David T.S. Jonas: “Democrats have an odd way of legislating. They get together, negotiate the finer points, and try to find a middle ground that pleases all parties involved. Now, that’s all well and good for a 9th grade civics class, but Congressional Democrats know that within a decade, Republicans will be in power and try to roll back everything they do. Contrast that with the way Congressional Republicans approach issues like gun rights. They take the maximum amount of legislative ground possible and barely worry about the policy implications. I don’t think many Congressional Republicans really believe that the mentally ill should have access to assault rifles, but they know that it’s just one more thing Democrats will have to spend political capital on to roll back. Congressional Democrats played a fairly naïve game on Dodd-Frank. They wanted a good compromise bill that ran down the middle, when, in the long term, they’ll get half of even that.”
“Elizabeth Warren’s fellow Democrats are taking to the Senate floor to read the same letter criticizing attorney general nominee Sen.
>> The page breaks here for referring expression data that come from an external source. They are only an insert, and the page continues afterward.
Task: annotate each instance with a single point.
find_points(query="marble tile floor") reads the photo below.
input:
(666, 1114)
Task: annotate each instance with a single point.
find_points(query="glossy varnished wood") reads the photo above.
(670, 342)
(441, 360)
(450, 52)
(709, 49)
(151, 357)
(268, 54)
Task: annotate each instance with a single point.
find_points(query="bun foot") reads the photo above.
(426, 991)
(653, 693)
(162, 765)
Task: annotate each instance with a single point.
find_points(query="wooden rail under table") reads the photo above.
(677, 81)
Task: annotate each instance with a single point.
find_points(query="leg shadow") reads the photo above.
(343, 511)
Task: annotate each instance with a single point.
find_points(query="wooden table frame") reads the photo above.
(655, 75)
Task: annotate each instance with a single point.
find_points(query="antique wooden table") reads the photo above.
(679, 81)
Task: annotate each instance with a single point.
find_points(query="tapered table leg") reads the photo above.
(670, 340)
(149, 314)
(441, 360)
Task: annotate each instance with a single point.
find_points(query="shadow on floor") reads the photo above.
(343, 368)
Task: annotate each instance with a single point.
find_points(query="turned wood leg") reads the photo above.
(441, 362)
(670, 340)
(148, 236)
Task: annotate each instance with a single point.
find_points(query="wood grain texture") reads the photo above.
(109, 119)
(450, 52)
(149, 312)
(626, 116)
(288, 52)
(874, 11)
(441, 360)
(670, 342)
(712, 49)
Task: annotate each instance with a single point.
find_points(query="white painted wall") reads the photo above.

Jeff Sessions that got Warren formally chastised by the GOP — but drawing no similar objections so far as they push back against her rare rebuke,” Politico reports.
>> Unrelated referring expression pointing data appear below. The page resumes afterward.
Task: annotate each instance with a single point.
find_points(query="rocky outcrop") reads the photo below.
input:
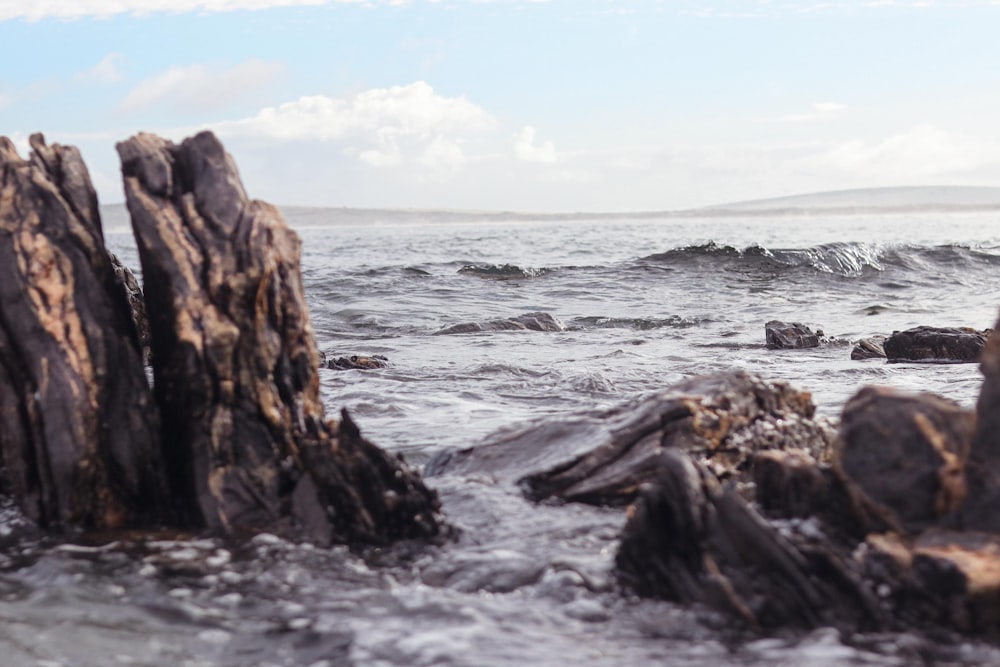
(936, 345)
(721, 420)
(355, 362)
(907, 453)
(246, 442)
(692, 541)
(525, 322)
(79, 430)
(784, 336)
(869, 348)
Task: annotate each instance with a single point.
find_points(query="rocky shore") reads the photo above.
(738, 498)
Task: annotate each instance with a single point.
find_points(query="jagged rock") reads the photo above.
(783, 336)
(354, 362)
(526, 322)
(720, 419)
(137, 306)
(906, 452)
(79, 430)
(691, 541)
(869, 348)
(933, 344)
(792, 485)
(247, 444)
(980, 511)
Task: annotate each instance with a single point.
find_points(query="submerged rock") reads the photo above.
(936, 345)
(869, 348)
(354, 362)
(525, 322)
(692, 541)
(783, 336)
(605, 457)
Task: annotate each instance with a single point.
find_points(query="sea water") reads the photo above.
(646, 301)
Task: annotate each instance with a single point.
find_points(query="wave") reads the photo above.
(502, 271)
(639, 323)
(849, 259)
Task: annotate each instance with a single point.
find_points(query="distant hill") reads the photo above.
(900, 198)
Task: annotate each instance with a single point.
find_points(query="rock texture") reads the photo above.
(935, 344)
(79, 430)
(721, 420)
(907, 453)
(691, 541)
(246, 441)
(525, 322)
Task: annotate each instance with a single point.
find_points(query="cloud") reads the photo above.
(819, 111)
(105, 71)
(526, 150)
(200, 88)
(36, 10)
(381, 127)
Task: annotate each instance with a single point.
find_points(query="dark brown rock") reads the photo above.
(982, 508)
(722, 420)
(137, 306)
(246, 441)
(907, 453)
(935, 345)
(691, 541)
(869, 348)
(525, 322)
(792, 485)
(79, 430)
(783, 336)
(354, 362)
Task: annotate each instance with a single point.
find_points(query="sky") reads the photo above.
(526, 105)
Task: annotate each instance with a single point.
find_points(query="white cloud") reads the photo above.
(105, 71)
(381, 127)
(35, 10)
(200, 87)
(527, 150)
(819, 111)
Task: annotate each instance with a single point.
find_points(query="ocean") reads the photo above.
(646, 301)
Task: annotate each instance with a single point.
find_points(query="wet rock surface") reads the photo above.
(936, 345)
(235, 360)
(603, 458)
(789, 336)
(79, 430)
(525, 322)
(869, 348)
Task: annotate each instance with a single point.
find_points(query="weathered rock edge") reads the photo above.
(246, 443)
(79, 431)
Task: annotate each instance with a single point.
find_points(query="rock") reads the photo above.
(137, 306)
(907, 453)
(79, 430)
(354, 362)
(983, 469)
(869, 348)
(721, 420)
(247, 444)
(783, 336)
(691, 541)
(792, 485)
(936, 345)
(526, 322)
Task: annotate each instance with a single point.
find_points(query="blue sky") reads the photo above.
(558, 105)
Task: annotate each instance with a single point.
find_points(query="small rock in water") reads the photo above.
(869, 348)
(783, 336)
(936, 344)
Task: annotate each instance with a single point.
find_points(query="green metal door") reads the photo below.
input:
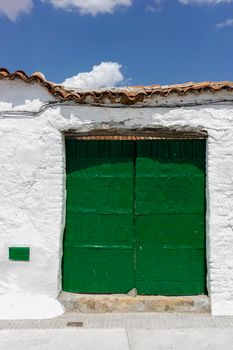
(98, 244)
(170, 217)
(135, 217)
“At least four Democrats have uttered the same passage on the Senate floor from Coretta Scott King’s 1986 statement against Sessions’ federal judge nomination that got Warren punished: Sen. Sherrod Brown, Sen. Tom Udall, Sen. Jeff Merkley, and Sen. Bernie Sanders.”
“I’ve been in this town for 26 years. I have never seen anything like this. I genuinely do not think this is a mentally healthy president… This is what happens when you have a narcissist as president.”
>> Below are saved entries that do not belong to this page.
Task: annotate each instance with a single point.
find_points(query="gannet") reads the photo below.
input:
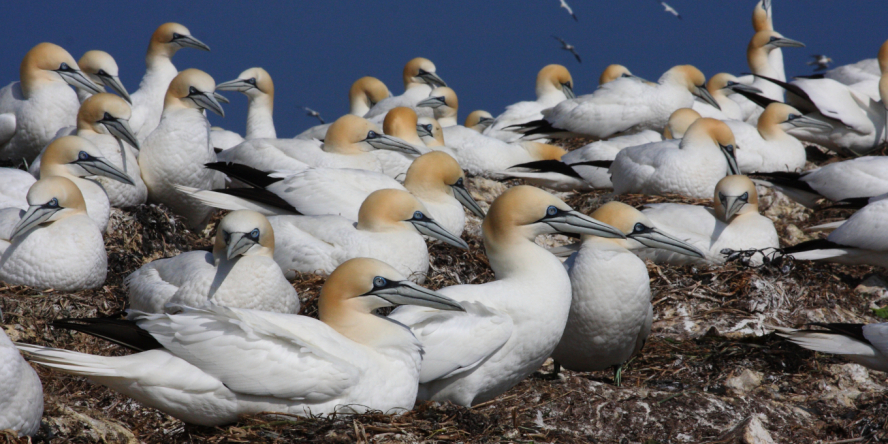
(389, 227)
(512, 324)
(20, 390)
(734, 222)
(363, 95)
(240, 272)
(35, 108)
(610, 311)
(256, 84)
(55, 244)
(210, 366)
(176, 151)
(553, 84)
(625, 105)
(419, 78)
(149, 100)
(702, 158)
(864, 344)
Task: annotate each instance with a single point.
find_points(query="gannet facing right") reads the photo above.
(210, 366)
(55, 244)
(240, 272)
(512, 324)
(35, 108)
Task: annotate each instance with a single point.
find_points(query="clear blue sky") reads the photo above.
(488, 51)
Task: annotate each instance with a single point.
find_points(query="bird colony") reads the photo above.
(327, 273)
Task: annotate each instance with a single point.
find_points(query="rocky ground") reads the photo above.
(711, 371)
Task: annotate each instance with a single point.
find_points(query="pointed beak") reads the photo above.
(408, 293)
(703, 94)
(656, 239)
(120, 129)
(578, 223)
(36, 215)
(462, 195)
(431, 228)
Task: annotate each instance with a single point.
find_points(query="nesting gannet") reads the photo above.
(210, 365)
(553, 84)
(33, 109)
(365, 93)
(734, 222)
(240, 272)
(692, 169)
(389, 227)
(55, 244)
(176, 151)
(610, 311)
(625, 105)
(864, 344)
(149, 100)
(20, 390)
(419, 78)
(512, 324)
— Former Bush State Department official Eliot Cohen, quoted by the Huffington Post.
Huffington Post:“President Trump was confused about the dollar: Was it a strong one that’s good for the economy? Or a weak one? So … he called his national security adviser, retired Lt. Gen. Mike Flynn, according to two sources familiar with Flynn’s accounts of the incident. Flynn has a long record in counterintelligence but not in macroeconomics. And he told Trump he didn’t know, that it wasn’t his area of expertise, that, perhaps, Trump should ask an economist instead. Trump was not thrilled with that response ― but that may have been a function of the time of day. Trump had placed the call at 3 a.m., according to one of Flynn’s retellings ― although neither the White House nor Flynn’s office responded to requests for confirmation about that detail.”
James Hohmann: “In these angry times, the activist base of the Democratic Party wants its politicians to be fighters. When Republicans were in the wilderness, the party’s base valued hostility toward Barack Obama more than ideological purity. That’s how Donald Trump became the GOP’s standard bearer. The same principle will now apply for exiled Democrats. For the purposes of winning the 2020 nomination, it will be impossible to be too anti-Trump.”
And we will have long memories. They will stretch all the way to 2020, Chris Coons.
President Trump spent much of a recent phone call with French President Francois Hollande “veering off into rants about the U.S. getting shaken down by other countries,” Politico reports.
Said one official: “It was a difficult conversation, because he talks like he’s speaking publicly. It’s not the usual way heads of state speak to each other. He speaks with slogans and the conversation was not completely organized.”
The Week: Aides and staffers are reportedly leaking about Trump out of genuine alarm.